For structured logging patterns that complement progress tracking, see error handling in spatial pipelines, which covers JSON log emission, POSIX exit codes, and retry strategies across synchronous and async execution models.

Verification

After a batch run, confirm the implementation is working correctly at three levels:

1. Exit code check

python validate.py --input-dir ./sample_data --workers 4
echo "Exit: $?"
# Expected: 0 (all passed) or 1 (some failed)

2. Checkpoint manifest inspection

python -c "
import json, pathlib
m = json.loads(pathlib.Path('.checkpoints/validate_manifest.json').read_text())
print(f'Completed: {len(m[\"completed\"])}')
print(f'Failed: {len(m[\"failed\"])}')
print(f'Sample completed: {m[\"completed\"][:3]}')
"

3. Structured log cross-check

# Count ERROR lines in the JSON log and compare to manifest failed count
python -c "
import json, pathlib
lines = pathlib.Path('batch.log').read_text().splitlines()
errors = [json.loads(l) for l in lines if l.strip() and json.loads(l).get('level') == 'ERROR']
print(f'Log errors: {len(errors)}')
"

Expected output on a clean dataset:

Tasks: 500 total, 0 already done, 500 pending.
Validating vectors ━━━━━━━━━━━━━━━━━━━━━━━━━━━━━━━ 500/500 0:00:00
Exit: 0
Completed: 500
Failed: 0
Log errors: 0

Performance Notes

Progress instrumentation adds measurable overhead. At high throughput, the choices below make the difference between a negligible tax and a bottleneck:

Pattern Overhead Recommendation
progress.advance() per feature 5–15 µs per call Batch-advance every 1 000 features
Checkpoint flush per task Full JSON serialisation per task Flush every 50–100 tasks or 30 s
Rendering from worker threads ANSI write contention Never; drive UI from main thread only
tqdm in non-TTY context Repeated string formatting Pass disable=not sys.stdout.isatty()

For memory footprint: the SafeCounter above uses ~200 bytes. The CheckpointManager holds a Python set of completed keys in memory — at 1 M tasks with 64-character keys this is roughly 64 MB. For very large task counts, store completed keys in a SQLite table and query with SELECT COUNT(*) instead of holding the full set in a set.

For deeper parallelism considerations, including how to combine thread-pool progress tracking with process-based concurrency, see memory management for large datasets and the discussion of multiprocessing.Manager proxies in chunked vector data reading.

FAQ

Why does updating a Rich progress bar from a worker thread cause garbled output?

Rich’s live display uses an internal lock, but calling advance() from multiple worker threads while the main thread renders causes interleaved ANSI cursor writes. The correct pattern is to advance a plain threading.Lock-guarded counter in workers and call progress.update() from the main thread only, at as_completed() boundaries.

How often should I flush progress state to the checkpoint manifest?

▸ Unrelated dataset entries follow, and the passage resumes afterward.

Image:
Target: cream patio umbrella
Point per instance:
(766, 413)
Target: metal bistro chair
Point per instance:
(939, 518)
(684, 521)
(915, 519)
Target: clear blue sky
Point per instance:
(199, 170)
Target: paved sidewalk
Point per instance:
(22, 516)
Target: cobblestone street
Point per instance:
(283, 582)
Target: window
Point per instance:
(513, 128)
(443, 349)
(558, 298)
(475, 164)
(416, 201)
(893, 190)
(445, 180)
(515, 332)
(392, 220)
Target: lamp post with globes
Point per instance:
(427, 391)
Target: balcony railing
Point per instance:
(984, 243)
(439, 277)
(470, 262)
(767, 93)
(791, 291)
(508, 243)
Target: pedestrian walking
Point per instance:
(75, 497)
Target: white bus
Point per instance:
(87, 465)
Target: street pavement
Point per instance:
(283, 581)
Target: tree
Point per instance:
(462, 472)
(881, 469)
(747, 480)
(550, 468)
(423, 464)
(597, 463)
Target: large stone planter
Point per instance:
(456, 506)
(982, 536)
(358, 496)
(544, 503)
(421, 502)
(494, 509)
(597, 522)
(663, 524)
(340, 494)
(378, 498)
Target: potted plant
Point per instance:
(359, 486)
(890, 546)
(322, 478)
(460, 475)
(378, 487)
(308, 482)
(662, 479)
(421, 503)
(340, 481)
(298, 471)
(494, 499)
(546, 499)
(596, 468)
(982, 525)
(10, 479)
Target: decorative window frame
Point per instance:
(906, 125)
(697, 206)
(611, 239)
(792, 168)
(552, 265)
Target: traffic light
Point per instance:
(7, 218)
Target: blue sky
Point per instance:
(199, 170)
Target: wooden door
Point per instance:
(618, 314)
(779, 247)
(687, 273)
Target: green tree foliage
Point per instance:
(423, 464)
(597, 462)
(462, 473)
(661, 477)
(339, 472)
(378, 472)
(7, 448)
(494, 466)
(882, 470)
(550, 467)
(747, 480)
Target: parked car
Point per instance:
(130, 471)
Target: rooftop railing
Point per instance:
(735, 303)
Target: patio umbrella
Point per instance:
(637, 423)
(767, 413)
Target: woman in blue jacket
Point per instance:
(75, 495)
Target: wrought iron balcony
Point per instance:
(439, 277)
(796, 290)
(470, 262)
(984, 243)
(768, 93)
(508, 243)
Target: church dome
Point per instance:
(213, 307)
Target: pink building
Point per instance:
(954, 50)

Every 50–100 completed tasks or every 30 seconds, whichever comes first. Use an atomic write: write to a .tmp file first, then os.replace() it into place so a crash never leaves a corrupt manifest. Flushing on every task serialises I/O and negates the throughput benefit of the worker pool.

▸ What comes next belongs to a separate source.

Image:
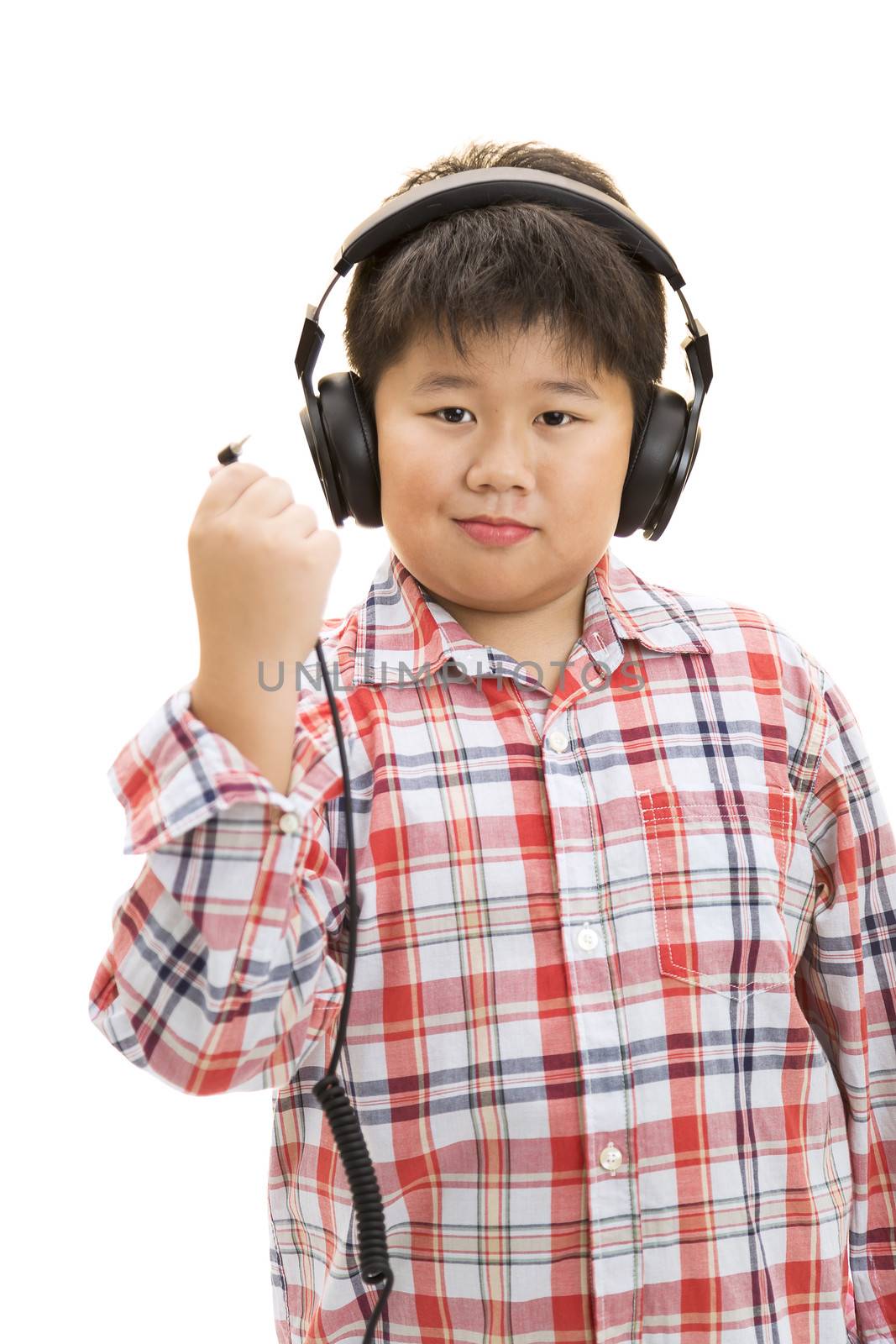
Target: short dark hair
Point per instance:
(511, 264)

Can tqdm and Rich be used together in the same pipeline?

Avoid mixing them in the same terminal session — both manipulate ANSI cursor positioning and will produce garbled output. Rich is preferable for multi-task dashboards with ETA, memory, and throughput columns. tqdm integrates well with pandas iteration via tqdm.pandas() and is lighter weight when you need a single bar. Pick one per process.

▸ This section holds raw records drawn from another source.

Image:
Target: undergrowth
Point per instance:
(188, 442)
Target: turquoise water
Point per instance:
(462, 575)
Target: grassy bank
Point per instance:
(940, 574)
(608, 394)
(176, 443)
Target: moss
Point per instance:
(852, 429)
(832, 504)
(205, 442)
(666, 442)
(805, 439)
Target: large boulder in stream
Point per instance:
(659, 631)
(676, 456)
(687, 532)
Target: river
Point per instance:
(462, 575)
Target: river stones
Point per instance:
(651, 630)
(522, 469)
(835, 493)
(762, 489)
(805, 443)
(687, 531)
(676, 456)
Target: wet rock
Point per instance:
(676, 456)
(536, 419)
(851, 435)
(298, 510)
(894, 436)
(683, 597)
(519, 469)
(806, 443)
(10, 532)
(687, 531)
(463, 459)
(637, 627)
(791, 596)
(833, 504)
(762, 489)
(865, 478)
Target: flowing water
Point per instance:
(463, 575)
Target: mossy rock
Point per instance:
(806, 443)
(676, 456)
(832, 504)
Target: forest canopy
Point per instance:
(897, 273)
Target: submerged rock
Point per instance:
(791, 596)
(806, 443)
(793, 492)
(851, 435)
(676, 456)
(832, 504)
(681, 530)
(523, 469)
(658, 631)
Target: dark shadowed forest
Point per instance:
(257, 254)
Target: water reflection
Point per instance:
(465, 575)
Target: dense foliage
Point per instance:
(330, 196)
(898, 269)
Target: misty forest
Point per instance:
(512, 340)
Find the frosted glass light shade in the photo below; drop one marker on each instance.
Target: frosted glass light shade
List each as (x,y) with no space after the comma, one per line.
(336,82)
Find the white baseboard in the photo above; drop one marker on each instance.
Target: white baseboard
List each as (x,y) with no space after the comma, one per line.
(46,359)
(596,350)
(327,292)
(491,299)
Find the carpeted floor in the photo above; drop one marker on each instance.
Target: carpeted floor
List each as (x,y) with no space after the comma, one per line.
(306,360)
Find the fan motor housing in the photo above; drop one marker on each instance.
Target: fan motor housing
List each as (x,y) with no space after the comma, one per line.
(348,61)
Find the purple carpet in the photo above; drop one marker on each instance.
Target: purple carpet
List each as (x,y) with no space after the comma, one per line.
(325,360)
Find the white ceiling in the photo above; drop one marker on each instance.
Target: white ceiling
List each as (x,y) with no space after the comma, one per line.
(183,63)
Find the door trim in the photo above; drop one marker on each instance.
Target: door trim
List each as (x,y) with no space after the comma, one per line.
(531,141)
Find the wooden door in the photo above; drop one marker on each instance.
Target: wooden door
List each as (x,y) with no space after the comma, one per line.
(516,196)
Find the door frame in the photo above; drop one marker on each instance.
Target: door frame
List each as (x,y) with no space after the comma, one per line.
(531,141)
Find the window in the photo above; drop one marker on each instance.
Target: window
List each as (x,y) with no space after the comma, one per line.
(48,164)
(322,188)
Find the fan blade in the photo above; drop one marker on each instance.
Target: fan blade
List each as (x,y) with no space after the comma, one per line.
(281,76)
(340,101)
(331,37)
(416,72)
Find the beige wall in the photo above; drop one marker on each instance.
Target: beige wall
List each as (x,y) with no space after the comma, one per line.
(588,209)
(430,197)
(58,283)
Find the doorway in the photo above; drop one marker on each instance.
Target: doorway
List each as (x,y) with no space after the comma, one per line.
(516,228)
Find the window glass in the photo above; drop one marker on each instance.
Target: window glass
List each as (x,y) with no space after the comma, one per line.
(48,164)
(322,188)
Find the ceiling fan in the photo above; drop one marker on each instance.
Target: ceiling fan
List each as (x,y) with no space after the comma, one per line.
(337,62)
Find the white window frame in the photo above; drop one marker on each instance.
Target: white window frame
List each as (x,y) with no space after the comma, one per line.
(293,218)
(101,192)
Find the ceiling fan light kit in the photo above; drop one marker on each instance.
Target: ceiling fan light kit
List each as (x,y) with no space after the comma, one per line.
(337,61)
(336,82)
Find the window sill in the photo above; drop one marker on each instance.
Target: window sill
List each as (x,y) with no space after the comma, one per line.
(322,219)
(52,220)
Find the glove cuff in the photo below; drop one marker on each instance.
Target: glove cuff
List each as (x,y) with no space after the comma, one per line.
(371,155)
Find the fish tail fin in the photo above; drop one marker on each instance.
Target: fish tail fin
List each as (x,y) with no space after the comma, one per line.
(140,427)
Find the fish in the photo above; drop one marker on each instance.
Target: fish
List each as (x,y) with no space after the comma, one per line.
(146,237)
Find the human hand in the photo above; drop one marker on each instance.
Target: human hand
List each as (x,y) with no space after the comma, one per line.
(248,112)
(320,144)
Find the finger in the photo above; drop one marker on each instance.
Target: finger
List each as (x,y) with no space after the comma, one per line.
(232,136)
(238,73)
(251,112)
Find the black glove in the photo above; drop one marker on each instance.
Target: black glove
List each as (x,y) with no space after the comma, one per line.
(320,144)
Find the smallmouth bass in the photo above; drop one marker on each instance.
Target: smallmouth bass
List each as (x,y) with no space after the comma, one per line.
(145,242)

How do I suppress progress output in CI or when piping to a log aggregator?

Check sys.stdout.isatty() at startup or honour the NO_COLOR environment variable. Pass disable=True to tqdm, or construct rich.console.Console(force_terminal=False). This prevents orphaned ANSI codes in log files and avoids breaking CI log viewers.

What is the overhead of rich.progress on a high-throughput vector pipeline?

Calling progress.advance() on every feature costs roughly 5–15 µs. At 1 M features per second this adds 5–15 s of pure overhead. Advancing in chunks of 1 000 features — progress.advance(1000) after each chunk — reduces the overhead to negligible while keeping ETA rendering accurate to within a second.